The Common Core Standards present a comprehensive, system wide change that must be incorporated in each and every classroom, requiring adoption by every teacher and leader, hopefully wholeheartedly. Implementing them presents another herculean challenge before all teachers and leaders. Robert Rothman, in his book Something in Common, explains, unlike most other changes, these “standards are clear and can provide guidance to classroom teachers about the kinds of learning students are expected to demonstrate” (p. 164). Rothman explains that the Common Core State Standards will not eliminate teachers’ ability to develop their own lessons and frame their own classroom’s experience. “Common Core State Standards spell out the ends that teachers should seek; they do not specify the steps teachers should take during the course of the year to get there” (p.165). Maybe they should if the implementation timeline is this short. We are asked for compliance and creativity simultaneously. It is no small order. Yet, we have come to this national curriculum in an evolutionary way. Our system has been long called to reform. We responded piecemeal, differently in every classroom and district.
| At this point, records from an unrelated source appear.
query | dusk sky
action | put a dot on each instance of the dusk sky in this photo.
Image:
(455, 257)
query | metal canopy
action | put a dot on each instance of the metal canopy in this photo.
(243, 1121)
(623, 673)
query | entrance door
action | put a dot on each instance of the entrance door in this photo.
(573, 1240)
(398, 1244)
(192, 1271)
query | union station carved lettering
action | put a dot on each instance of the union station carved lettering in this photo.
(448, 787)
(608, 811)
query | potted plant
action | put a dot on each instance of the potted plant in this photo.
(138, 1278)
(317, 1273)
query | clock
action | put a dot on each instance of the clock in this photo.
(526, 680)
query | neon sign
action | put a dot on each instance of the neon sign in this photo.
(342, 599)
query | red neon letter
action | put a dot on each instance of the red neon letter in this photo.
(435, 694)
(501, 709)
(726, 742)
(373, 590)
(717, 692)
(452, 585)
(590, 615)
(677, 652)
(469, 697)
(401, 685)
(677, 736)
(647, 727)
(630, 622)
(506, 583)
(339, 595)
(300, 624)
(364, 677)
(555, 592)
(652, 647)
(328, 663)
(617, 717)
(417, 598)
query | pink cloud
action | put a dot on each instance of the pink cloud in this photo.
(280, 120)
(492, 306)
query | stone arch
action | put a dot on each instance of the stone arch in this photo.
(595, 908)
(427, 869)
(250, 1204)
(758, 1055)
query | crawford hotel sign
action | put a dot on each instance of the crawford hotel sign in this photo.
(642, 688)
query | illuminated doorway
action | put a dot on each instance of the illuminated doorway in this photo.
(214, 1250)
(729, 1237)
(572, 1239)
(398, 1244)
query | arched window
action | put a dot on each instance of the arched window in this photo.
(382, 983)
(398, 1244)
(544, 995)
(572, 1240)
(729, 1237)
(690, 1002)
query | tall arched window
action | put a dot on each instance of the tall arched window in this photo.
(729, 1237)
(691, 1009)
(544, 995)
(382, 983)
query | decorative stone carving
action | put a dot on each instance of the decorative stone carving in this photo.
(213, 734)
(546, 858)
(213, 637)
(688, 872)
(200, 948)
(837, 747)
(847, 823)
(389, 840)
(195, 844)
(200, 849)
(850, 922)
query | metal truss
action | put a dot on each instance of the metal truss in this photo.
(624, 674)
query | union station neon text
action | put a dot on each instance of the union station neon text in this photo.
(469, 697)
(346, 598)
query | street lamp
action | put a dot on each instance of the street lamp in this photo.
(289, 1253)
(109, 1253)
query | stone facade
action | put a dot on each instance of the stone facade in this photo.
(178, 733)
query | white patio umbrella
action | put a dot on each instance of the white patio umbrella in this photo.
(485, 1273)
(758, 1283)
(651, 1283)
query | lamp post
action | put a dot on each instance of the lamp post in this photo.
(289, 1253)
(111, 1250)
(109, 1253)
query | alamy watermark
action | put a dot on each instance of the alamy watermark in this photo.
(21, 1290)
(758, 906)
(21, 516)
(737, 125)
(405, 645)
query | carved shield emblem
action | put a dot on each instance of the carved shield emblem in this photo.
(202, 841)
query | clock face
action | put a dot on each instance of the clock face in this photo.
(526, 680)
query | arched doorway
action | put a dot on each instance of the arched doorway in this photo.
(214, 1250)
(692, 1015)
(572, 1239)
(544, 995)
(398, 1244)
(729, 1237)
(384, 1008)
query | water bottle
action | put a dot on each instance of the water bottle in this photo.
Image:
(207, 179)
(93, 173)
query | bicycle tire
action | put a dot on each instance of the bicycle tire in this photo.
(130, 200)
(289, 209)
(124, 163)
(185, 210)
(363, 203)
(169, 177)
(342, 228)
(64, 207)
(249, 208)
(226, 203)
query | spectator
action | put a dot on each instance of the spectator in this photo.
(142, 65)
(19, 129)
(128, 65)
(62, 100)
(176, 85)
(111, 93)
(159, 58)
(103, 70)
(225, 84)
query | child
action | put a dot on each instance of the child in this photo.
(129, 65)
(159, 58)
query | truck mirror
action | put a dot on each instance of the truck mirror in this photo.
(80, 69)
That opportunity passed us by. It is a new day.
Teachers, principals and superintendents need not to be trained but to learn, not to be filled with the pieces but to discover value within the Common Core Standards and to embrace their profession anew in this context. We need to experience the difference and become the learners we want to create in our students. Teachers do need a common vocabulary "...that will enable them to work together to develop and plan lessons” (Rothman, p.165). But, when pressure is upon us, time itself becomes a scarcity, complicated by declining fiscal and human resources. Twenty first century technology must become part of the new environment but, again, the demands on time and other resources slow the access to that path. And, yes, along the way we need guidance and feedback from knowledgeable facilitators to help change practice. Our current structure denies us the capacity to do that with fidelity.
The Gordon Commission on the Future of Assessment in Education released A Public Policy Statement on March 11, 2013. It is worth a read. Its purpose was to consider the type of education we offer and how it is assessed. Commission members included a vice president from Pearson, and an impressive list of professors along with Diane Ravitch, Rick Hess, and Linda Darling-Hammond. The report notes that policymakers have always seen assessment as a vehicle for enforcing accountability for teacher and school performance. “Accountability is not the problem. The problem is that other purposes of assessment, such as providing instructionally relevant feedback to teachers and students, get lost when the sole goal of states is to use them to obtain an estimate of how much students have learned in the course of a year” (p.7). Our assessment practices are not refined enough to do both...or a singular assessment practice cannot serve both masters.
When the curriculum is shifting, performance standards, unfamiliar, and the assessments new, both student and teacher are placed in strange and new territory. System wide concern exists for the students who will be faced with assessments from a new era. Students are becoming burdened with an abundance of standardized tests for the purpose of measuring the effectiveness of our schools. We are being asked to lean on our students to prove we are doing our job using a single measure and we know it is not fair to them. Teachers and leaders are faced with the additional burden of being directly evaluated by these results also knowing there is an expected slump in results during these first years of implementation of an expectedly flawed process.
Reports of implementation exhaustion, lowered morale, questioning, and cynicism abound. We lead a system under inordinate pressure, with fewer and fewer resources. Is there anyone with a hand on the pressure value? We think not. It is not the content of the standards or the changes in assessment that are wearing us down. We must be vigilant about the seeping in of despair. Each of us must try to watch for and help avoid or heal the wounds formed by the fear and infighting that can arise during these times. Stay informed. Stand up. Speak out. Support each other. Let someone know when it is truly all you can bear. It is a “lean on me” moment. These are the times that it is essential to be able to look inward and muster the strength to stand strong for our school communities, for they need a source of reassurance. Our teachers and leaders are doing the difficult work of change and it is without appreciation or recognition. At least let’s be sure to give it to one another.
Rothman, Robert (2012). Something in Common. Cambridge: Harvard Education Press.